Mein neuer Lesezirkel

Spoilerfrei: Ich erzähle inhaltlich nichts über den besprochenen Roman, was über den Klappentext hinausgeht.

Nach einem meiner regelmäßigen Brettspielabende nehme ich auf dem Rückweg einen Mitspieler im Auto mit und setze ihn zuhause ab. Oft kam dabei in den letzten Monaten im Auto ein ganz spezielles Thema auf: Bücher. Wir unterhielten uns über Krimi- und Fantasyreihen, tauschten Tipps aus und stellten fest: So ein Austausch macht Bock und erweitert das Leseerlebnis!

Und so entstand aus unseren Gesprächen eine Idee – und aus dieser Idee inzwischen ein kleines Projekt: Ein Lesezirkel. Gemeinsam mit zwei weiteren Bekannten haben wir die Gruppe vor etwa einem Monat ins Leben gerufen. Keine große Sache, ganz ungezwungen – aber mit Freude am Austausch. Unser erstes gemeinsames Buch:
“Die Bibliothek am Mount Char” von Scott Hawkins.

Das Buch

Für unser erstes Treffen hatten wir uns vorgenommen, die ersten 190 Seiten zu lesen. Und ich kann sagen: Schon hier gab es mehr als genug Redebedarf.

Denn dieses Buch… ist seltsam. Und eigenwillig. Und auf faszinierende Weise nicht erklärend. Ich würde sogar fast soweit gehen, zu sagen: Wenn es den Lesezirkel nicht gegeben hätte, hätte ich es eventuell nach den ersten Kapiteln wieder weggelegt. Aber ich bin froh, es nicht getan zu haben!

Gerade im Fantasy-Genre ist man es ja gewohnt, an die Hand genommen zu werden. Da gibt es Karten, Völker, Magiesysteme, Prophezeiungen. Nicht so hier. Scott Hawkins wirft einen mitten hinein in eine Welt, die gleichzeitig vertraut und völlig absurd ist. Figuren, die sich anfühlen wie Mythen im modernen Gewand. Ein Tonfall, der lakonisch und grausam zugleich sein kann. Und eine Struktur, die eher andeutet als erklärt. Wir haben lange darüber gesprochen – über das, was offen bleibt. Über das, was uns verwirrt hat. Und: Über das, was uns trotzdem oder gerade deshalb gefesselt hat.

Der Austausch

Was mir besonders gefallen hat: Wie unterschiedlich die Perspektiven der Leser waren. Wo ich selbst beim Lesen vielleicht über etwas hinweggegangen bin, blieb ein anderer daran hängen. Und umgekehrt. So mancher Zusammenhang wurde erst in der Besprechung in der Gruppe greifbar.

Wir haben uns vor allem gefragt: Was treibt diese Figuren wirklich an? Was ist das für ein Ort, diese “Bibliothek” – und was steckt hinter der Geschichte? Wer – oder was – ist “Vater”? Warum die Kinder und die strikte Aufteilung in Kataloge? Und ist das überhaupt klassische Fantasy?
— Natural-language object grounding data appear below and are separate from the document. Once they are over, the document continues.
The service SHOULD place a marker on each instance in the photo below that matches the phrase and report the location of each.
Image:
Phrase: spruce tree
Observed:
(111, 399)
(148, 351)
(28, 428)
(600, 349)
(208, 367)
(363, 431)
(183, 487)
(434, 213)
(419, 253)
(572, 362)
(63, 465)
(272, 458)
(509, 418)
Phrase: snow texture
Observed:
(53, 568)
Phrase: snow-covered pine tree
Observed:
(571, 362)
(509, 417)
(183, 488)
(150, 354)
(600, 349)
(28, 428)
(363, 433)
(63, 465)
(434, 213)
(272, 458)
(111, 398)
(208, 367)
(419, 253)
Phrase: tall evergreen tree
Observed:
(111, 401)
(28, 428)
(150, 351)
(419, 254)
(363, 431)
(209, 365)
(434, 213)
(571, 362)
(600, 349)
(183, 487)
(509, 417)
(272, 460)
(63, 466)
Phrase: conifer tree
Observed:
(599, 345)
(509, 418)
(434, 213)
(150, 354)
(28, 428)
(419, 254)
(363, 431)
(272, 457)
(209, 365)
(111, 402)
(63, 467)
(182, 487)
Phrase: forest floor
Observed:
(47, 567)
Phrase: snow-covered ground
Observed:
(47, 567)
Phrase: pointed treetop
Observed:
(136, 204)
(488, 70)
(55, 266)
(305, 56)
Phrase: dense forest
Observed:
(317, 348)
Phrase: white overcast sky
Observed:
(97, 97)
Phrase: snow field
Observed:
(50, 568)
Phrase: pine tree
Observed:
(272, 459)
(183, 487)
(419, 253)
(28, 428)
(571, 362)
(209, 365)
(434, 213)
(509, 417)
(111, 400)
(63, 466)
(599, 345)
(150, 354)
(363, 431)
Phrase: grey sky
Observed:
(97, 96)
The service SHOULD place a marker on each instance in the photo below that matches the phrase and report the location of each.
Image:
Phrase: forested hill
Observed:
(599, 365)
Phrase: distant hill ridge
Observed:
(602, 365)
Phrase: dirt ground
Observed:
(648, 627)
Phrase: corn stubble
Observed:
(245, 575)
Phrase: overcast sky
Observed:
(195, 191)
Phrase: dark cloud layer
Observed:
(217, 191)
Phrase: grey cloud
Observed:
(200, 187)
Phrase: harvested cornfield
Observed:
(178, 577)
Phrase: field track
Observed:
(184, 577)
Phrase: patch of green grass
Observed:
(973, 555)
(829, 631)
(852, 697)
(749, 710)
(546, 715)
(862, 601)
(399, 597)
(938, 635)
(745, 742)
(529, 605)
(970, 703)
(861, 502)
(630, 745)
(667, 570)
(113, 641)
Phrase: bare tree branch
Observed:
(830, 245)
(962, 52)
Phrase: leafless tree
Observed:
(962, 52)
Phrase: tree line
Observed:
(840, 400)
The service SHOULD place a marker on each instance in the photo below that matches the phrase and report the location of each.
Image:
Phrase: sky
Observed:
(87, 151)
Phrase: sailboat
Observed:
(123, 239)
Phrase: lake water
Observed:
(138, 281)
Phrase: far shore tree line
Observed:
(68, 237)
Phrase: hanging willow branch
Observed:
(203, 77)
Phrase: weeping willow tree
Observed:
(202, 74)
Oder eher ein surrealer Horrortrip mit mythologischem Unterton?

“Was muss der zweite Teil des Buches leisten, damit sich das Ganze für mich lohnt?”, war eine der Kernfragen. Und plötzlich waren wir mittendrin in Erwartungen, Erzählstrategien, Figurenentwicklung – und der Hoffnung, dass das alles noch zufriedenstellend aufgelöst wird.

Den restlichen Text nehmen wir uns in den nächsten Wochen vor. Dann folgt unser finales Treffen dazu – und ich bin sehr gespannt, wie sich die Geschichte auflöst, oder ob sie sich überhaupt auflösen will.

Eines ist jedenfalls schon jetzt klar: Der Lesezirkel ist eine kleine Bereicherung. Nicht nur, weil man ein Buch liest – das kann man auch allein. Sondern, weil man es danach im Kopf noch einmal neu liest, in den Gedanken der anderen.